Antibody Response in COVID-19 among Healthcare Workers
Introduction
COVID-19 has been declared a Pandemic by World Health Organization (WHO) in March 2020 due to the rapid spread of disease outside china affecting a growing number of countries; about 218 countries have been affected worldwide including Pakistan [1]. With the start of infection in December last year in Wuhan city of China the source of infection was identified as severe acute respiratory syndrome coronavirus-2 (SARS-CoV-2) [2].
Pakistan is dealing with huge burden of disease, with the first case reported in Pakistan on 26 February 2020. By 28 November 2020, 392356 confirmed cases have been reported in Pakistan with 7942 deaths [3]. HCWs are involved in management of the cases of this infectious disease. With increased working hours and working in a potentially infectious environment is fatiguing both mentally and physically. On 25 February 2020, China reported 3387 infected HCWs in Hubei alone, at least 18 of whom died, causing growing concern among HCWs [4].
For diagnosis of infection, two methodologies are used, reverse transcription Polymerase Chain Reaction (RT-PCR) which is considered gold standard. The diagnosis of COVID-19 is based on PCR testing of severe acute respiratory distress syndrome corona virus-2 (SARS-CoV-2) in nasopharyngeal/ oropharyngeal swab specimen of symptomatic patients [5]. This PCR testing takes longer time and may underrate the disease burden; it is expensive and requires trained staff. While second technique is antibody testing [6], which are formed in the body in response to virus and are required to encounter the infectious agent; antibody testing is easy to perform, fast and less expensive. Antibodies developed against SARS-CoV-2 may be used as a screening tool to assess the prevalence of COVID-19 infection; which can be overlooked by inadequate/ unreachable PCR testing particularly among asymptomatic patients. But sensitivity of antibody tests is too low in the first week since onset of symptoms to be considered for the diagnosis, but they complement other testing in individuals presenting later, when RT-PCR tests are negative, or are not done at all. Similarly Antibody testing can have a useful role for detecting previous SARS-CoV-2 infection if performed after more than 15 days after onset of symptoms. However, the duration of antibody rises is currently not clear, and we found very little data beyond 35 days post-symptom onset [7]. Antibody tests have been developed to detect IgG only, both IgG and IgM, or total antibodies. In a review of 54 available studies, mostly from China, the accuracy of pooled results for combination IgG/IgM tests was 91% at 15 to 21 days after onset of symptoms [8].

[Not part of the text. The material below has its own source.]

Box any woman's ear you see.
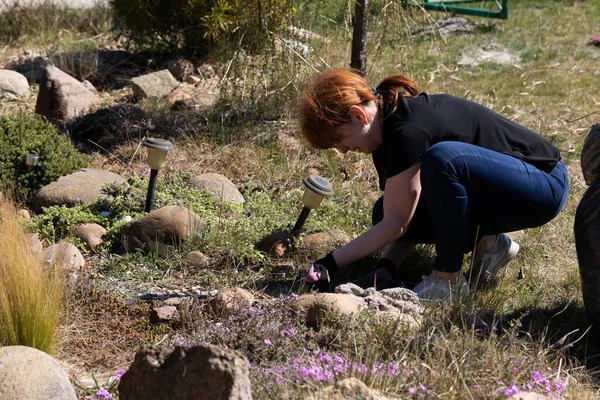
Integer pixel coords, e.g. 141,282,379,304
350,105,369,125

As Fast and accurate laboratory diagnosis of active COVID-19 infection is one of the cornerstones of pandemic control. With the numerous tests available in the market, the use of correct specimen type and laboratory testing technique in exact clinical situation remains a challenge [9]. The assessment of the clinical utility of these tests in different scenarios in COVID-19 is helpful in management of COVID-19 cases and early prediction of complications [10]. Further studies in this field are required to validate assays for precise diagnosis and newer biomarkers for monitoring treatment and progression of disease. In view of above present study was carried out to determine association between PCR and antibody positivity by assessing the antibody response in PCR positive vs PCR negative COVID-19 exposed symptomatic/ asymptomatic HCWs.
Materials and Methods
A total of 102 HCW were included in this cross-sectional study after written informed consent including doctors, nurses, laboratory and janitorial staff who were working in different wards with symptomatic COVID-19 patients and their samples. We performed antibody testing to see the development of antibodies in PCR positive HCWs and also in PCR negative HCW who were exposed to SARS COV-2 while working in closed contact with the COVID 19 positive. Specimen swabs from posterior oropharyngeal wall/ nasopharynx were taken and kept in viral transport medium to perform PCR testing of SARS-CoV-2 either at onset of symptoms or at 6 weeks (42 days) after first day of duty with COVID-19 patient and blood samples were drawn to measure the corresponding serum antibody response after recovery or at completion of 6 weeks (42 days) of their first duty in COVID-19 wards. Serum COVID-19 total antibody test was performed on fully automated chemiluminescence based immunoassay analyser Roche-COBAS 6000 with FDA approved kits.8 Pharyngeal swab RT- PCR was done on CFX-96 Biorad fully automated amplifier after RNA extraction on fully automated extractor- super extract Systaaq diagnostic products.5 Serum CRP (mg/L) was measured by immunoturbidimetry in both groups at the time of PCR test [11]. Chi-square was applied between string data for PCR and antibodies. P value of <0.05 was taken as significant.